Hanisch und Hoppe-Graff klassifizieren die Begriffskonstruktionen der Jugendlichen nach dem Grad ihrer jeweiligen Komplexität, der sich nach der jeweiligen Verbindung von Teilbegriffen
bestimmt. Sie unterscheiden sechs Typen, die mit den Attributen
rudimentär, immanent, theozentrisch, christologisch, monistisch
und inkonsistent markiert werden. (125)
Silvia
Vgl. Auszug des Interviews mit Silvia (86) als Beispiel eines „rudimentären“ Begriffs von Jesus Christus.

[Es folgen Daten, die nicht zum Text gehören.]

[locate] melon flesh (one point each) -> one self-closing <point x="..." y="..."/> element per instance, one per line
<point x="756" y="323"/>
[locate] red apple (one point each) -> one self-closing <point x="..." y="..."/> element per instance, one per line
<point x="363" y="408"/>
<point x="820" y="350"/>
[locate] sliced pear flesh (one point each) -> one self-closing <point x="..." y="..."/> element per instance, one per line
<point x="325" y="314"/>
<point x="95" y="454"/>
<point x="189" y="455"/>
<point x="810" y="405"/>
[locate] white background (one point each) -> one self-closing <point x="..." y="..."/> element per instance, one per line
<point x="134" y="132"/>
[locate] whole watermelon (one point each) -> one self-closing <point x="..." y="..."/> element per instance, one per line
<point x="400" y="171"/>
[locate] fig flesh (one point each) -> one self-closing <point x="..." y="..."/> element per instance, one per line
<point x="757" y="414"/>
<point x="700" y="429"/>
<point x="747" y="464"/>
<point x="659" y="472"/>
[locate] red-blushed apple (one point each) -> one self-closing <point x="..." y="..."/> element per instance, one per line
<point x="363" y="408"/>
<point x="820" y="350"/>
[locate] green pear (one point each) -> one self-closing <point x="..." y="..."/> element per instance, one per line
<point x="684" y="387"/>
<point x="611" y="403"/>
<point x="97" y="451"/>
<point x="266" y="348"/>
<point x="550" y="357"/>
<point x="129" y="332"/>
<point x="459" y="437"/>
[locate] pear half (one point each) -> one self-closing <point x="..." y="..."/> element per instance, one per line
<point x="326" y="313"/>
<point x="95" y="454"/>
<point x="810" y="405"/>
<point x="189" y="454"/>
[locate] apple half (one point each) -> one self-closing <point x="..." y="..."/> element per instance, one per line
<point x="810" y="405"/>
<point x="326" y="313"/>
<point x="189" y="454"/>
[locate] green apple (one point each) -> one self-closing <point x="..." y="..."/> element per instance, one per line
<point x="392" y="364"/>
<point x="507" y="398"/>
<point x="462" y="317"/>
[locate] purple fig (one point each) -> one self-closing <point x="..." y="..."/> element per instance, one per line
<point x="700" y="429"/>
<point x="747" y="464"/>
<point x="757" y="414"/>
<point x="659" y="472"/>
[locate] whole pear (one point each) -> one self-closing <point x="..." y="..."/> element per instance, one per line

Nach Hanisch/Hoppe-Graff verfügt
die Schülerin über viel Wissen, „aber ihr Wissen scheint sich aus einer
Fülle von Teilbegriffen additiv zusammenzusetzen, aus denen sich kein
Oberbegriff zusammenfügen lässt“. (124 f.)
Rebekka
(Jesus war) wahrscheinlich ein Mensch, der sehr stark an Gott geglaubt
hat, auf jeden Fall und für andere gelebt hat, und dass man dann ihn so
verehrt hat, dass man ihn als Sohn Gottes gesehen hat, nachdem er gestorben ist. … Jesus ist vielleicht mehr Mensch oder Vorbild als jemand,
zu dem man so betet oder so. Vielleicht hätt’ ich, vielleicht wäre ich ja
auch zu ihm gekommen, wenn ich zu der Zeit gelebt hätte, aber ich hätte
nicht zu ihm gebetet. (79 f.)
Die Begriffskonstruktion von Rebekka wird von den Autoren als
„immanentes“ Konstrukt bezeichnet, da Jesus nur als Mensch gesehen wird.
Leo
Eigentlich kann man nicht sagen, was er genau war. Er ist eigentlich kein
richtiger Mensch, natürlich weil er Gottes Sohn war … Er hat nicht unbedingt geboren werden müssen. Er hätte auch so auf die Erde kommen
können … Man kann nicht genau beschreiben, was Jesus ist. (31)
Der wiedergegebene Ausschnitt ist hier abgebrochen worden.